На выдохе Дух понял глубину самообмана — он понял, что такое «умереть не своей смертью». Вместо возвращённого сердца и вечных объятий, сладких и светозарных, выпотрошенный любовник обнаружил в своей груди… муляж. Ро соблазнила его не по любви, не по безумию. Дух был подавлен и унижен. Он не узнавал, кто перед ним: Ро или Жозефина? Пустота в сердечной пазухе колотилась: бух-бух, бух-бух-бух… Но, что это? Серебряная нить… не исчезла! Она осталась, осталась! Духа потянуло закрыть глаза и умереть.
— Хороший мой, ты исполнишь мою просьбу?
— Нет, Ро. Пока нет. Вы зря потратили на меня своё время.
Девушка поджала губки и как ни в чём не бывало, не одеваясь, ушла в свою комнату.
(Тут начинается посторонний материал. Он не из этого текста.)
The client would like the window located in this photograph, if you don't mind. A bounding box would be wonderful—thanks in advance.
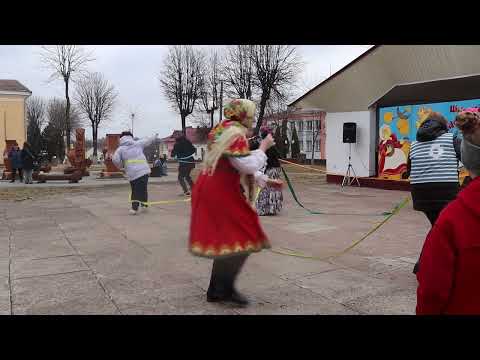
[307,140,312,152]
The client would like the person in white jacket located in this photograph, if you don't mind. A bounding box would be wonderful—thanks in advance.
[112,131,158,215]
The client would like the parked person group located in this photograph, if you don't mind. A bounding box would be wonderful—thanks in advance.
[8,142,37,184]
[111,131,158,215]
[171,135,197,196]
[407,112,461,274]
[416,109,480,315]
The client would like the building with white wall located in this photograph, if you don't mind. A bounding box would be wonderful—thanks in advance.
[289,45,480,188]
[264,109,326,161]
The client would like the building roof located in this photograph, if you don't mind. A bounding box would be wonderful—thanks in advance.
[0,79,32,94]
[289,45,480,112]
[370,74,480,107]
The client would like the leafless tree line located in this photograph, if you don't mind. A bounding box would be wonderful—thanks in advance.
[159,45,301,132]
[39,45,117,156]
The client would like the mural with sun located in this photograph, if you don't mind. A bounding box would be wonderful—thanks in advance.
[378,99,480,180]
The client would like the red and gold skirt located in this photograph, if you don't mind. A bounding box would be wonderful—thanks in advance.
[189,158,270,258]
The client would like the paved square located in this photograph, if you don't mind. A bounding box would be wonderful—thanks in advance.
[0,170,428,315]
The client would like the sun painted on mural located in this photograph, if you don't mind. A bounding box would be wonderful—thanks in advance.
[378,99,480,180]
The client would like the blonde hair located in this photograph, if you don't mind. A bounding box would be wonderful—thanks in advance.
[203,126,247,175]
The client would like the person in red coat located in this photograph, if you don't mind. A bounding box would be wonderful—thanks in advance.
[189,99,278,305]
[416,109,480,315]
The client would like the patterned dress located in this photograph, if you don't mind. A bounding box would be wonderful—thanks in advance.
[255,167,283,216]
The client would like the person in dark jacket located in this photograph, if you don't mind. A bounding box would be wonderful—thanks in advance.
[250,126,283,216]
[407,112,461,274]
[416,110,480,315]
[21,142,35,184]
[8,146,23,183]
[171,135,197,196]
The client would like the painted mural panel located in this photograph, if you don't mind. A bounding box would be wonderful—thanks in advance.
[378,99,480,180]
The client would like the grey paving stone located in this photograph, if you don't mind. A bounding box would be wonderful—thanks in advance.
[0,278,11,315]
[237,284,358,315]
[12,239,75,258]
[13,271,117,315]
[294,269,392,304]
[345,289,417,315]
[0,258,10,278]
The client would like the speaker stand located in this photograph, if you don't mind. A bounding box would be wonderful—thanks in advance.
[342,143,360,188]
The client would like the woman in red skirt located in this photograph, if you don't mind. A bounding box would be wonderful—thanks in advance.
[189,99,281,305]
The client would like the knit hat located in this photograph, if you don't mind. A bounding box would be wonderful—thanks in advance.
[461,138,480,175]
[455,109,480,175]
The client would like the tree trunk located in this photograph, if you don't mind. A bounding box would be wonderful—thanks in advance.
[255,94,268,133]
[310,131,316,165]
[218,80,223,123]
[180,114,187,135]
[92,125,98,159]
[64,79,71,151]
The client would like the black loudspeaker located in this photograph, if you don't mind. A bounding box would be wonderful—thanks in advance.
[343,123,357,144]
У камина остались лежать брошенными её танцевальные наряды.

Рано утром, на рассвете, Ро подожгла Дом Счастья.


ПРОШЛО ДЕВЯТЬ ЛЕТ

Да, пел с другими я, но жил тобой!
Двойная ложь преображалась в правду:
К единственной стремясь, я был с любой
Единственным, как миг, как плод из сада.

Простите, женщины, инстинкт, восторг,
Дорогу опыта, молчанье адресата,
Всех прошлых радостей пожизненный острог
Содержит память, что, как смертник, полосата.

А, знаешь, трудно продавить стеклом
Столь хрупкий лоб, и это — странно…
Льём скучный чай. Соседи пьют одеколон.
И двери разделяют нас, но всё ещё не явно.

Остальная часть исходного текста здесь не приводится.